De un impulso final el gnomo se presentó en la cima del muro. Allí le esperaba la bestia, encogida toda ella dando una falsa sensación de seguridad al cazador. Los ojos malignos de Laien se cruzaron con los de Cadei, se midieron y se encontraron a un rival que no se dejaría intimidar. Laien empezó el ataque, atacando en tromba a por el gnomo, pero este reaccionó felino echando mano de un saquete que lo tiró contra el suelo, liberando su contenido. Una densa nube de humo gris se propagó envolviendo a los dos rivales, Laien se detuvo en seco y empezó a toser grotescamente. Cadei sonrió triunfal.

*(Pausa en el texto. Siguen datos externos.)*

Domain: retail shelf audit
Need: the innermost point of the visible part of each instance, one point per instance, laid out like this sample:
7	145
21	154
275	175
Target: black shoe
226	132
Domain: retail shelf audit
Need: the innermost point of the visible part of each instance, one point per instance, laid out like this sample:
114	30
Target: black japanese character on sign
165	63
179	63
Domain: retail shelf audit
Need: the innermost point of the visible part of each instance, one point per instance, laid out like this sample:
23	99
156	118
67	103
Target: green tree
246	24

El humo contenía una mezcla de partículas de ang, la materia antimagia. Cualquier ser viviente del mundo sufriría dolores intensos expuesto a ese humo, más aun una bestia mágica como era el demonio al que se enfrentaba Cadei. Aprovechando la ventaja el meronés desenfundó una ballesta de mano y disparó a ciegas, pero con precisión sobrenatural que se clavó en el pecho del demonio. Cadei cargó la ballesta de nuevo, volvió a disparar. Otro impacto. La muralla tembló por los alaridos del demonio, que a pesar del humo y las heridas avanzaba inexorable hacia el gnomo. De repente una luz envuelta en llamas alumbró el cielo, disipando al instante la niebla. La luz impactó en la muralla haciendo un gran estruendo, arrancando pedazos de la muralla que hizo llover su roca sobre la ciudad. Cadei se vio arrastrado por la onda expansiva, antes de perder el conocimiento pudo maldecir en todos los dialectos meroneses a los magos.